Figure 1. Receiver operating characteristic (ROC) curve analysis of risk score for IPA in patients with SFTS.

IPA infection impact on SFTS outcome

For all patients, the average length of hospitalization in the SAPA group was 12.08 days and 11.09 days for the non-SAPA group with no significant differences (Table 3; p = 0.185); in recovering patients, the average length of hospitalization in the SAPA group was 14.97 days and 11.37 days for the non-SAPA group, with a significant difference (p < 0.05). The mortality rate was 25.42% for the SAPA group and 3.97% for the non-SAPA group with a significant difference (p < 0.05). Figure 2 shows the comparison of survival curves between the two groups. The non-SAPA group had a higher survival probability than the SAPA group during the hospitalization period (p <0.001). Most deaths in the SAPA group occurred in the first week, and the mortality rate decreased after the first week.

Table 3

Table 3. Comparisons of average length of hospitalization between SAPA and non-SAPA patients.

Figure 2

Figure 2. Kaplan–Meier curves for SFTS patients in the IPA and non-IPA groups.

Discussion

Previous studies have reported the incidence of IPA in SFTS patients ranging from 20 to 39.5% (Bae et al., 2019; Xu et al., 2021; Hu et al., 2021; Song et al., 2023).
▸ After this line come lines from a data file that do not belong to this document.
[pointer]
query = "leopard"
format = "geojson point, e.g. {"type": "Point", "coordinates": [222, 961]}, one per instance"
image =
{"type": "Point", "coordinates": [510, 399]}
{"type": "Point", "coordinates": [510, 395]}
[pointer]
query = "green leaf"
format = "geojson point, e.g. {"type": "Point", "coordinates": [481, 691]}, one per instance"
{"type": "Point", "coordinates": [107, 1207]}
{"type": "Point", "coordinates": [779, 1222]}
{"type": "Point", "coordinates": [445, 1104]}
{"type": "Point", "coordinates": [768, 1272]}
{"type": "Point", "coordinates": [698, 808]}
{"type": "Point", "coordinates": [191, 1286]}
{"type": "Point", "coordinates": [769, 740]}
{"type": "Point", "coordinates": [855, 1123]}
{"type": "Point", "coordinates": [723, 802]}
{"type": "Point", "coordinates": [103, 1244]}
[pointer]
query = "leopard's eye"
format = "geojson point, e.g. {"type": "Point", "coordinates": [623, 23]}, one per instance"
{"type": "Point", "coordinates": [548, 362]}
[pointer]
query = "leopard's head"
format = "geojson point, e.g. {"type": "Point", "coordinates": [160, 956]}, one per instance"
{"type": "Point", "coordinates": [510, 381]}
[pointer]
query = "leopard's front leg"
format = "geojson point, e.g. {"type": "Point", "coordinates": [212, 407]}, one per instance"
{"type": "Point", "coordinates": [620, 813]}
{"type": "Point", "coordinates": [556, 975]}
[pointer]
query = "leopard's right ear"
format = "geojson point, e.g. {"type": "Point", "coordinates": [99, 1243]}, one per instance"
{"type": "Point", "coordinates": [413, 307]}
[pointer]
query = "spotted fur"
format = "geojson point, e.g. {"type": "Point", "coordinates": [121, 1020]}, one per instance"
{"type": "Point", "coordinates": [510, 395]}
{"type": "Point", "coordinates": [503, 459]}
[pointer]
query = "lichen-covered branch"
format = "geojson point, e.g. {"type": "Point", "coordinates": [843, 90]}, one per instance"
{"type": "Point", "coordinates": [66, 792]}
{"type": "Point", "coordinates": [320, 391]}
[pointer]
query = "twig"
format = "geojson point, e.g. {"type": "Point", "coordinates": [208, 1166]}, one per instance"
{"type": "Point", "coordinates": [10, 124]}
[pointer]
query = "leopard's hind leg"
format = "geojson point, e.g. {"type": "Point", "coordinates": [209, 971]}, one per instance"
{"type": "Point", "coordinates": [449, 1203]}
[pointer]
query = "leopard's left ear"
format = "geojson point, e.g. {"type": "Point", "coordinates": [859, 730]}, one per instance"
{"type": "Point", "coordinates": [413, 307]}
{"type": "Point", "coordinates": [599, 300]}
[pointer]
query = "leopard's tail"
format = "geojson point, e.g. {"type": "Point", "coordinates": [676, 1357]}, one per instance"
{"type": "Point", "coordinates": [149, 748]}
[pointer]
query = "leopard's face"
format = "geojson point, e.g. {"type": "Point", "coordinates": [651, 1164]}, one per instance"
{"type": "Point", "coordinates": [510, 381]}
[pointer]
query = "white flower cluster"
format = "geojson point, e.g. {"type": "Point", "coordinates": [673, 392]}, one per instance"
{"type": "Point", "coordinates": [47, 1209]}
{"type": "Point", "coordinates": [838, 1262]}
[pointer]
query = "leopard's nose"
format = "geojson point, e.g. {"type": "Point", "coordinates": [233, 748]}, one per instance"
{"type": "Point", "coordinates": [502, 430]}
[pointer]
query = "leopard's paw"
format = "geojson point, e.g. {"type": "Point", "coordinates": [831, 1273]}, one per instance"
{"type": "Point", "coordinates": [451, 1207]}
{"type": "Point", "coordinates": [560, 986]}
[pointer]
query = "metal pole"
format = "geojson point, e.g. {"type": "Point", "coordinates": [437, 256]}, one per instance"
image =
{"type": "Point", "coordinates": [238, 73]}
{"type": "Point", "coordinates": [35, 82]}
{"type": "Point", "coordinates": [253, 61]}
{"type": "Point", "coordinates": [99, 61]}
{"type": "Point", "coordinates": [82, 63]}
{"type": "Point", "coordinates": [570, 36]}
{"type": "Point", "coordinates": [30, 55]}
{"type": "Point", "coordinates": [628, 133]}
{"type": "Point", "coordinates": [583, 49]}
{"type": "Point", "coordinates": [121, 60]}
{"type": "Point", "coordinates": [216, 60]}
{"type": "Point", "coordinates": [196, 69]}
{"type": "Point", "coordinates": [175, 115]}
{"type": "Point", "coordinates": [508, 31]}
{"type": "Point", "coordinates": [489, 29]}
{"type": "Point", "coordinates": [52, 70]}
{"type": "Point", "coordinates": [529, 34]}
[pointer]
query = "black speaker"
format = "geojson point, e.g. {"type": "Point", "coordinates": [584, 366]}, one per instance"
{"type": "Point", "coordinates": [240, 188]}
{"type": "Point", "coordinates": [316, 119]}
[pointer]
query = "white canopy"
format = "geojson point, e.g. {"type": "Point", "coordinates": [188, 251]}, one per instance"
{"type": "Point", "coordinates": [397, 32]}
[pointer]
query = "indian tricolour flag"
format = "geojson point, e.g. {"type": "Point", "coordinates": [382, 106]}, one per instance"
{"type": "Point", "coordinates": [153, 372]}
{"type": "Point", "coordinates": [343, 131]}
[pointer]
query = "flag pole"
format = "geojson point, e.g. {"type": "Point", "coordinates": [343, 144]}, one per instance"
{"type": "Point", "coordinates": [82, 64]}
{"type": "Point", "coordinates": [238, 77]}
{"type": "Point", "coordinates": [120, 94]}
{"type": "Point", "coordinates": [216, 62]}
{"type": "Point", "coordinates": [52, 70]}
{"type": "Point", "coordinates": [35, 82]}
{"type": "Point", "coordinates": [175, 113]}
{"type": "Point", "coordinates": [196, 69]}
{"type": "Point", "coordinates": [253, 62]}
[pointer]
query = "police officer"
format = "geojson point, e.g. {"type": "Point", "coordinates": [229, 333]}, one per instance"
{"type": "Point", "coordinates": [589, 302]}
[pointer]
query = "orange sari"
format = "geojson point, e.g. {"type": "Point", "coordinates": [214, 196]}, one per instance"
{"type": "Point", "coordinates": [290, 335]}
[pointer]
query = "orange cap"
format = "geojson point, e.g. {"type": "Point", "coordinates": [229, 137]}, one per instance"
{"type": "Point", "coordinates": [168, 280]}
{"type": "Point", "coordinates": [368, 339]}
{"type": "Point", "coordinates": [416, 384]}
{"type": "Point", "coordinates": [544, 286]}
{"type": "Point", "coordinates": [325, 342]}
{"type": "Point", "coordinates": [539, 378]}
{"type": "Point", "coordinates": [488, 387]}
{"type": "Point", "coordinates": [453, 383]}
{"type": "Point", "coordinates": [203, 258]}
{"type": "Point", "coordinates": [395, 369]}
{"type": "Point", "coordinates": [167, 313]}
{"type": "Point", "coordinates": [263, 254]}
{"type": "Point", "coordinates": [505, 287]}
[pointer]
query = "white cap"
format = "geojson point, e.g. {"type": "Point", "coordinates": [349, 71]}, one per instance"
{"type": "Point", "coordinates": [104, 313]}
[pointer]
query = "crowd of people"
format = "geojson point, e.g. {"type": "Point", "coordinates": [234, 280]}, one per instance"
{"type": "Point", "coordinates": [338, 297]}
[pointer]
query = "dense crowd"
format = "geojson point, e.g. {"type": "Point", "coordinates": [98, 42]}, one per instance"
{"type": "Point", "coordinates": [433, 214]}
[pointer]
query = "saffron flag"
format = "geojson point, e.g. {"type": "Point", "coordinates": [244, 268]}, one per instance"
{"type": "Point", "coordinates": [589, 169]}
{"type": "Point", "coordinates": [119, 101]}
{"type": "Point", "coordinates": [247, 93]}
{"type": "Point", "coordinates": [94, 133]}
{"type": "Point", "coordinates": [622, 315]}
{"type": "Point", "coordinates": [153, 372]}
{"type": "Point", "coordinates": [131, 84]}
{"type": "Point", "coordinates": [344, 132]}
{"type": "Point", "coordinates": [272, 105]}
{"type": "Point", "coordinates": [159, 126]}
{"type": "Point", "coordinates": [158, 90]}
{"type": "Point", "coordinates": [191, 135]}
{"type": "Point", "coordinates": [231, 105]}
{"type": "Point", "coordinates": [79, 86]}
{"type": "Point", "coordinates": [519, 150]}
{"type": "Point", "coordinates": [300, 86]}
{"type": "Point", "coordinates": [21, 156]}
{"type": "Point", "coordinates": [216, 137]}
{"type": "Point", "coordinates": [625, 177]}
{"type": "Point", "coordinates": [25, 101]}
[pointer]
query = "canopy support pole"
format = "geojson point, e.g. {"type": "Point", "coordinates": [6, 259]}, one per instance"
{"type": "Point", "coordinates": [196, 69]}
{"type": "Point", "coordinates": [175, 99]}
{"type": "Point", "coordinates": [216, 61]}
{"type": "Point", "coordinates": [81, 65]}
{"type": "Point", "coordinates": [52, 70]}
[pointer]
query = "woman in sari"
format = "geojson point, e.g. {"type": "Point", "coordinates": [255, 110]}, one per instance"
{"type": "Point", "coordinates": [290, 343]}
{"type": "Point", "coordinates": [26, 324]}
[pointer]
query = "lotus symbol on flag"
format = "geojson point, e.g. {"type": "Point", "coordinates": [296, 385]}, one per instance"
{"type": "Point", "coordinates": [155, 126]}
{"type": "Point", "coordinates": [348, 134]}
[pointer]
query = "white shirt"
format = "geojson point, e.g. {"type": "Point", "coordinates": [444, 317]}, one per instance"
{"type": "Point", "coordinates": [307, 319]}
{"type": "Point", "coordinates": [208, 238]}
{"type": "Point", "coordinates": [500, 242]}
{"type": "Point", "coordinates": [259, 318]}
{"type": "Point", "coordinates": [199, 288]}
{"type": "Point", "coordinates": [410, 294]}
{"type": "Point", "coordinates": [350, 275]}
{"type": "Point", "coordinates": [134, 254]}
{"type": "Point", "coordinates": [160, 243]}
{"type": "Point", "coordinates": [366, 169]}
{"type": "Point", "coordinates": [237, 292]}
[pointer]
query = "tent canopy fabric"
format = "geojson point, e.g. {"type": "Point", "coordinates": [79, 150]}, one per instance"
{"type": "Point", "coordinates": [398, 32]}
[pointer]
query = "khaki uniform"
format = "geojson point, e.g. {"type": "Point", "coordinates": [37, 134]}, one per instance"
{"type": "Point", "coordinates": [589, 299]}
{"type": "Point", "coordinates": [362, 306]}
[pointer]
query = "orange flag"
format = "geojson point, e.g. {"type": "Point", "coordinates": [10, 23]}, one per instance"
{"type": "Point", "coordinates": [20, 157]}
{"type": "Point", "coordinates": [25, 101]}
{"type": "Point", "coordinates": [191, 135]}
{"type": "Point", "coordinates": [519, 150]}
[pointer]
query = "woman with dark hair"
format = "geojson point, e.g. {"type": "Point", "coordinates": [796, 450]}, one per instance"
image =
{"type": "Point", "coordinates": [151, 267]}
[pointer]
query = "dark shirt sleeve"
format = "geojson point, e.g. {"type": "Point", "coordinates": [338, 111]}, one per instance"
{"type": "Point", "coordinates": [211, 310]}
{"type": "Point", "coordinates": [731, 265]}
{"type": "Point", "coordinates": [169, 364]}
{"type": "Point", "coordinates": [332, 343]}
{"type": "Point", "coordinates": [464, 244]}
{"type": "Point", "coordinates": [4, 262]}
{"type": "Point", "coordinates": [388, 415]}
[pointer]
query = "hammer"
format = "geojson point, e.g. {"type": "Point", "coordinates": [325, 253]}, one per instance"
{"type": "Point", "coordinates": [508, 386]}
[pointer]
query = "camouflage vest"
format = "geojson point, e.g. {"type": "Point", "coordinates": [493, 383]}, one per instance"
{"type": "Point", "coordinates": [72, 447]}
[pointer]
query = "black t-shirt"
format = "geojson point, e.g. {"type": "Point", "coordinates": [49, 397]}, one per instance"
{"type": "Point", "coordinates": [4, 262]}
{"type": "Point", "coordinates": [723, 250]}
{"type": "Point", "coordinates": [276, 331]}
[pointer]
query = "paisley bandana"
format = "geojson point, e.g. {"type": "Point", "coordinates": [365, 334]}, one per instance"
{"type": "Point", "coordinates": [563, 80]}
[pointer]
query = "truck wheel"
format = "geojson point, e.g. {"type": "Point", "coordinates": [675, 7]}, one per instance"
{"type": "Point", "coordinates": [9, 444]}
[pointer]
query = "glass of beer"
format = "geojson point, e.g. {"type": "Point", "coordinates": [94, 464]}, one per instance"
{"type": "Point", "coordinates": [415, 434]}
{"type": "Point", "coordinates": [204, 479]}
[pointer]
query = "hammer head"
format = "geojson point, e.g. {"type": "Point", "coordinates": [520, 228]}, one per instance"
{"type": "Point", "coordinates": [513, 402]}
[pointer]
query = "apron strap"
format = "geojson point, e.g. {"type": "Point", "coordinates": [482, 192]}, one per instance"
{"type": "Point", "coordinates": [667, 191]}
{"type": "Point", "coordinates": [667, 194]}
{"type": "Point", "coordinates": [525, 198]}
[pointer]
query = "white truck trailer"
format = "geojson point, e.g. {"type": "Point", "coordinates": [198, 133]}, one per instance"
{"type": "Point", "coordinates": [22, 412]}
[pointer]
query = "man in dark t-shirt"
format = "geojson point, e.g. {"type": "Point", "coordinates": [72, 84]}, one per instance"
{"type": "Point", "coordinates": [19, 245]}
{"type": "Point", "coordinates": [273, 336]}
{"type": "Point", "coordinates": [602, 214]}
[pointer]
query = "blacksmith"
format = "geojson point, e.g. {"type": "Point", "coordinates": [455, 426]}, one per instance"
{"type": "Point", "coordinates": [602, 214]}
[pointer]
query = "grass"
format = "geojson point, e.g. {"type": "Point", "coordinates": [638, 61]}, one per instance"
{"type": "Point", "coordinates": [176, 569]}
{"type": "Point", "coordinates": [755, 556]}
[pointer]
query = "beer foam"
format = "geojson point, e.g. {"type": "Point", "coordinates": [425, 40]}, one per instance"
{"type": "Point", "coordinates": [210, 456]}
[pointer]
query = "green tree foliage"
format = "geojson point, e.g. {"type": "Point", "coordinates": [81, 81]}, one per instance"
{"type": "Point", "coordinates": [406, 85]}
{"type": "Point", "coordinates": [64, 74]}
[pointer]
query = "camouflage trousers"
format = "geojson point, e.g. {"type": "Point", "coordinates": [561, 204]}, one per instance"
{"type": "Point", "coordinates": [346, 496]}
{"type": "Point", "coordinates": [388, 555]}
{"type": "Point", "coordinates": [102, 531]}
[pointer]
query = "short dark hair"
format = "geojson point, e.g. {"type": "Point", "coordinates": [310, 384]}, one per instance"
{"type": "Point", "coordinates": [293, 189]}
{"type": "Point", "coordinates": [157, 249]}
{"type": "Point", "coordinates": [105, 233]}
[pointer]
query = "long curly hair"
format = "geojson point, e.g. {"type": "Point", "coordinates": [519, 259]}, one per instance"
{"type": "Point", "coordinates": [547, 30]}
Our study observed a higher incidence of SFTS patients developing SAPA at 43.87%. The higher incidence of SFTS patients developing SAPA was probably due to mild cases being treated in a nearby local hospital, while more severe cases were referred to our tertiary hospital. The mortality was 25.42% in the SAPA group, which was lower than the studies from Xu et al. (2021), Bae et al. (2019), and Hu et al. (2021) with 31.9, 44.4, and 53.6%, respectively. In the non-SAPA group, our mortality rate was much lower compared to the studies from Song et al. (2023) and Yao et al. (2024), which reported mortality of 27.3 and 26.6%, respectively. A study of 315 patients with influenza who were non-immunocompromised according to EORTC/MSG found 45 (14%) patients with IPA (Schauwvlieghe et al., 2018). These data indicated that SFTS patients with normal immune function would be more prone to Aspergillus infection than influenza and would also be associated with higher mortality. Therefore, accurate and early diagnosis of IPA in SFTS is essential for improving survival of SFTS patients.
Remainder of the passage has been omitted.